Online Learning 3

Example Online Optimizers

对于FTL(Follow-The-Leader)算法, \[ \mathbf{w}_{t+1}=\underset{\mathbf{w}\in\mathcal{W}}{\arg\min}\sum^t_{s=1}f_s(\mathbf{w}) \equiv=\underset{\mathbf{w}}{\arg\min}f_{1:t}(\mathbf{w}) \]\(f_t\)是线性函数的时候,FTL算法最坏的可能悔恨为\(\mathcal{O}(T)\)

对于另一个算法BTL(Be-The-Leader,不可实现,因为它利用了未来的信息),相比于FTL,在\(t\)轮的时候使用了\(\mathbf{w}_{t+1}\)

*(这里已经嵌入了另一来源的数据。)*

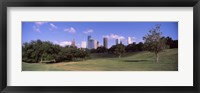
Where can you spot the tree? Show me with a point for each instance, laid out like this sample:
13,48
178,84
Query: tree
153,41
139,46
119,50
131,47
101,49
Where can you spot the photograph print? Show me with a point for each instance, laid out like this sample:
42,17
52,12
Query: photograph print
99,46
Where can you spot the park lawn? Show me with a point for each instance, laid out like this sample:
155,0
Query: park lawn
138,61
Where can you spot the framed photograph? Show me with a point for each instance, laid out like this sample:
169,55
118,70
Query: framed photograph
79,46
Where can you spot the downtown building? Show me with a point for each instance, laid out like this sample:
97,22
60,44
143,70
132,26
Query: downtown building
130,40
91,43
105,42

定理1:对于任何有界的\(f_t\)\(\text{Regret}(\text{BTL})\leq 0\),即\(\sum^T_{t=1}f_t(\mathbf{w}_{t+1})\leq\sum^T_{t=1}f_t(\mathbf{w}_{T+1})\)

证明:

\(T=1\)时,\(f_1(\mathbf{w}_2)\leq f_1(\mathbf{w_2})\)显然成立,则对于\(T>1\)时, \[ \begin{aligned} \sum^{T+1}_{t=1}f_t(\mathbf{w}_{t+1}) &= \sum^{T}_{t=1}f_t(\mathbf{w}_{t+1}) + f_{T+1}(\mathbf{w}_{T+2})\\ &\leq \sum^{T}_{t=1}f_t(\mathbf{w}_{T+1}) + f_{T+1}(\mathbf{w}_{T+2})\\ &\leq \sum^{T}_{t=1}f_t(\mathbf{w}_{T+2}) + f_{T+1}(\mathbf{w}_{T+2})\\ &= \sum^{T+1}_{t=1} f_t(\mathbf{w}_{T+2}) \end{aligned} \] 由以上归纳法证得。\(\Box\)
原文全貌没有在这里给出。